Any thoughts from my new ebike friends? Is there anything I've missed?
Thanks,
-Pete
I've installed the kit, but with quite a few snags, yet to get any life out of the motor though.
The story so far;
-Installed kit on bike, hub motor, battery wiring, but the brake cut-offs were not going to work on my bike so I stupidly cut the levers in half so I just had the switches, thinking I could just mount the on the handlebar as emergency stops.
Also, the crank puller destroyed the threads on my left hand crank so I couldn't install the PAS sensor. No problem I thought, I'll just use the throttle anyway. Connected the sensor but not attached to the crank.
Tried motor throttle - nothing happens.
I troubleshoot the battery with a voltmeter - seems to have charge, no problem there. But the voltage display on the screen is wrong... discovered the settings which control that, no problem.
Afterwards I realised the brake switches were sprung to 'open', not closed, so destroying the brake levers was not a good start as this meant the switches were always in cut-off.
I taped the switches closed then, to simulate 'brakes off', and tried throttle again - still nothing happens.
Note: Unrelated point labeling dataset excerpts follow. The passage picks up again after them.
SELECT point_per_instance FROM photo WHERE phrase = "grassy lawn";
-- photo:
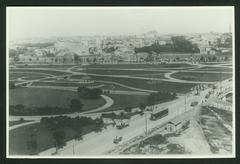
(120, 72)
(194, 76)
(31, 97)
(12, 123)
(26, 76)
(215, 69)
(122, 101)
(64, 84)
(156, 85)
(157, 75)
(46, 66)
(125, 66)
(19, 137)
(51, 72)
I then played with the controller settings, including the P+C-setting to make the throttle work from 0 forward speed. Tried throttle again, still nothing happens.
So, going into troubleshooting mode now, I take the throttle apart to see how that works, see whether there is a problem there - surprisingly simple... but in the process I destroy the throttle. Bugger.
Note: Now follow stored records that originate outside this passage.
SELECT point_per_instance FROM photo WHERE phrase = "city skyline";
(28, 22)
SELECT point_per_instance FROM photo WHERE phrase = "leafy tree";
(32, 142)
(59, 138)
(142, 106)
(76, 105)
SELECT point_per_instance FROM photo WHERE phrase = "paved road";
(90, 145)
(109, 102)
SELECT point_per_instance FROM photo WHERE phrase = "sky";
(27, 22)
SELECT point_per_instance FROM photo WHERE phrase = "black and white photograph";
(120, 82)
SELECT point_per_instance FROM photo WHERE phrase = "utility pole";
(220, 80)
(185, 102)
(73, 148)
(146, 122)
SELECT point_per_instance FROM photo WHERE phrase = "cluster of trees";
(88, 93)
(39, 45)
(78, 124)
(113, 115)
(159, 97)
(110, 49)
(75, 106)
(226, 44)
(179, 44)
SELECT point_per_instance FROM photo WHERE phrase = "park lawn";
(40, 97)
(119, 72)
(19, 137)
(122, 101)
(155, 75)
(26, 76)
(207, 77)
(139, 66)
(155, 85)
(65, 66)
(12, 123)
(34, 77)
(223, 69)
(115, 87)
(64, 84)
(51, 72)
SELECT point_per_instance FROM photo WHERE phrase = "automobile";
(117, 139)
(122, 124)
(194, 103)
So the new plan was - buy new throttle, buy new brake sensors, buy new PAS sensor, rebuild and try again.
I got another throttle which looks almost identical to my previous one, now installed (assuming it works), I got one of the Dillenger PAS sensors which install without removal of the crank, installed - light flashes when I rotate the pedals so that seems to work.
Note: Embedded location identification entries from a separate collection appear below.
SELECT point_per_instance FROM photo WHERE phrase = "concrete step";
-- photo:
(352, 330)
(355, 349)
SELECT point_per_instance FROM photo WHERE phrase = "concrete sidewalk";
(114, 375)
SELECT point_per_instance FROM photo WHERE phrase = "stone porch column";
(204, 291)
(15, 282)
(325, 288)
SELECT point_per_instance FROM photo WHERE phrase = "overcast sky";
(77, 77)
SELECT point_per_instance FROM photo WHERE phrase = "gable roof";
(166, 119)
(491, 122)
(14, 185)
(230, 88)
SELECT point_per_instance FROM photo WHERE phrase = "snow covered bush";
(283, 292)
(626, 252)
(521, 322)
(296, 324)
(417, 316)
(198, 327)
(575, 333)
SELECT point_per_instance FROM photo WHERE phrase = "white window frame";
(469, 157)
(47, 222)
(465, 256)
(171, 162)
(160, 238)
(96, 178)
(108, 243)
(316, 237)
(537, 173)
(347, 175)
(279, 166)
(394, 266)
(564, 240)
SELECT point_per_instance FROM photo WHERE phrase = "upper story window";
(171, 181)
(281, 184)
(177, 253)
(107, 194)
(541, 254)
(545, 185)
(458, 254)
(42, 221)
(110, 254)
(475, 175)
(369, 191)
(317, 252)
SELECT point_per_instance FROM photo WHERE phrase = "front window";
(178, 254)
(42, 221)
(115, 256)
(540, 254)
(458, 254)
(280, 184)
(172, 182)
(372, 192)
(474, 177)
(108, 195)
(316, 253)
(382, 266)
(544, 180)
The brake cut-offs switches I bought were the MS-BK-1R sensors which mount directly on the cable.
The problem with these is that the connector was a three-pin male connector when I needed a female.
I cut the connectors off the old brake switches, stripped the wires, current-tested them to check which wire was which to match the connector pattern (wire colours differed...), soldered that up, and connected both sensors to my rear brake cable as the front did not have space.
'Done', I thought. But still no joy. Throttle does nothing.
I haven't actually tried riding the bike yet to test if a forward-speed signal is needed for the motor to work, but apart from that my theories are;
-The brake switches have always been the problem (I never tested the kit before I cut the switches out of the original brake levers, although I tried with the switches closed by hand)
- Having soldered up new brake switches maybe I connected the wires in the wrong pattern and the bike is permanently in cut-off.
Solution: bypass the switches so the brakes are always 'off'... but I don't have a circuit diagram to know which wires to connect?
-The controller itself has a fault which is preventing power from being sent to the motor. No way to test this, and the spare controllers available online seem to have different wiring from the one I have.
-The motor has a fault and is not driving because of a break in the windings?
-The controller settings are wrong, the sine-wave drive p & c settings are off... confirmed these with the dealer and they are apparently correct.
So my next steps in the plan are...
-Finish tidying up the wiring as-is, and go for a ride, see if I can get some life out of the motor.
-If still no joy, then go back to the brake cut-off switches and check my soldering pattern, or possibly figure out how to bypass them altogether.
-If still no joy, then the controller or motor must be at fault... and my patience is going to start to wear thin by this point! Might as well just buy another kit...
Any thoughts from my new ebike friends? Is there anything I've missed?